After Cell 211, the Spanish director Daniel Monzon (Men’s Health Espana Best Cinema Director 2014 yesterday evening) is ready to show the world that if his work is marvellous in a one-small space set, it becomes absolutely terrific in an open-space one.
The great thing is we are not talking about a common open space, but about a part of land so interesting and so rich in nuances to seem almost mythic: three countries, two continents, two such different ethnicities within a few miles of land and sea. In between just 9 miles of sea and Ceuta, this magic Spanish city on the Morocco coast, that Spaniards and Italians have begun to discover thanks to the fiction produced by Telecinco (they are also one of the movie producer) El Principe.
Monzon new movie is a drug-trafficking-thriller set between Ceuta, Gibraltar and South Spain. In his “pelicula”, Monzon takes on a teenager’s involment in international drug smuggling.
What makes El Niño extremely great is its realism, made possible (as the director explained to us at the London Film Festival afternoon tea, in a lovely 40 minutes Italian – Spanish – English chat available soon) “by the people, cops and drug traffickers desire to tell and tell about themselves”.
Because El Niño doesn’t judge. There are not bad and good guys in the movie, just people with different lives and different reasons. It’s up to the audience to decide which feeling they feel for every character, in a strip of land where not all is black or white, right or wrong but where there are a lot of compromises for a greater good, often difficult to see.
Jesus (Louis Tosar) is a driver cop who has spent years failing to deliver to his bosses a major drugs haul. El Niño, “the Kid” (a great young newcomer, Jesus Castro, who will be one of the main character in the second season of the the aforementioned Spanish successfull series El Principe and who yesterday won the Men’s Health Espana Award as Actor Revelation of the Year for El Nino) and his mate El Compi, “the Buddy” (played by Jesus Carroza, Seven Virgins) work the fishing boats and dream of a better life. And we can easily imagine which will be their way for a better life.
With a marvellous Ian McShane (probably the only real bad guy as the English-man), El Niño captures the viewer and maintains the adrenaline at the maximum level until the credits, without a single minute of subsiding.
In the months before the release, the Spanish magazines have repeatedly likened the film to the tv series El Principe: or because they analyze an area (El Principe is a neighborhood of Ceuta where Spaniards and Moroccans live together more or less peacefully) rich of extraordinary nuances, or because they look deeply in the police compromises, or because they tell two impossible love stories that can not to be miss on screen, or because there is the betrayal by a close friend or, finally, reporting the words that gave us Daniel Monzon, because both their main characters (Jesus Castro in El Niño and Alex Gonzalez in El Principe) are two of the most beautiful Spanish faces today in circulation (Alez Gonzalez yesterday evening won the Men’s Health Spain Award as Best Television Actor of the Year).

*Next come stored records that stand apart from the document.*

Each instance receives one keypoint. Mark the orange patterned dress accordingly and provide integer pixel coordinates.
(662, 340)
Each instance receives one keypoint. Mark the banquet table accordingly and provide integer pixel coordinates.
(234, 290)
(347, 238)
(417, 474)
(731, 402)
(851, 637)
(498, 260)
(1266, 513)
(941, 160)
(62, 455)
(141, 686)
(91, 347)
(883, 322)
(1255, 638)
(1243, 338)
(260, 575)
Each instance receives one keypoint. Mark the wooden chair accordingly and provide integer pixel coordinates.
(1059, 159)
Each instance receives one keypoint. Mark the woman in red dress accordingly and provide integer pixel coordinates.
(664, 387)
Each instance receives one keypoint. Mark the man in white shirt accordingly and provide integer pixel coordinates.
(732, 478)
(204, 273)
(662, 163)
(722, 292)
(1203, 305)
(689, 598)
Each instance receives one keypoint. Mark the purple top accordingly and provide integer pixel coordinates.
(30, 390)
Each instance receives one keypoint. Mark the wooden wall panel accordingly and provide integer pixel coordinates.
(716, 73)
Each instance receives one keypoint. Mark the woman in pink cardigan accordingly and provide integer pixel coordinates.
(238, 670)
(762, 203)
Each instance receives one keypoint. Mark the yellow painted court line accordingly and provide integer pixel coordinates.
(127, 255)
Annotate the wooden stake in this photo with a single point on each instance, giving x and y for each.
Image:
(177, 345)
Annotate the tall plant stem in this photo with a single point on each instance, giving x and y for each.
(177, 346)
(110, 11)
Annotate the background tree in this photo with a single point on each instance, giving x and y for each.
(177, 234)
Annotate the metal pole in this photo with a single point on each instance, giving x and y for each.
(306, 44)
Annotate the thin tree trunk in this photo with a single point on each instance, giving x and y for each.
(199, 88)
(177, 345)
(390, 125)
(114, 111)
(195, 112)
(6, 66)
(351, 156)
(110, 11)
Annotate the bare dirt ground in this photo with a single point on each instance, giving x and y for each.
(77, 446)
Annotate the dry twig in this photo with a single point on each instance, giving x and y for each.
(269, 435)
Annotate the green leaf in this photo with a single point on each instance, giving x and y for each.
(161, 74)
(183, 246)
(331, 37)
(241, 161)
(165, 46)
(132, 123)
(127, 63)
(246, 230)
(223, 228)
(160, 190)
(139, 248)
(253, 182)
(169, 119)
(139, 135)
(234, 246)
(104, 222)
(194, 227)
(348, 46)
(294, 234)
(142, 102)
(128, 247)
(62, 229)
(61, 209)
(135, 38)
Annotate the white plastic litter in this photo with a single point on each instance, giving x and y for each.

But what is clear at the end of Monzon‘s film is that El Niño is set within borders physically prohibited, borders that often even police dare not cross.
And this realism appears across the screen making deceive the audience to be hit by the waves of the Strait of Gibraltar or to hear the wind caused by the propellers of the helicopter in their hair.
And this is the secret to making El Niño one of the best films shown at the London Film Festival.
Soon our Daniel Monzon special interview while the video about the Men’s Health Espana Awards are on our or on our Twitter account.
“Police! The police is there!”
“Quiet, they are friend…friend as long as we give them their share”.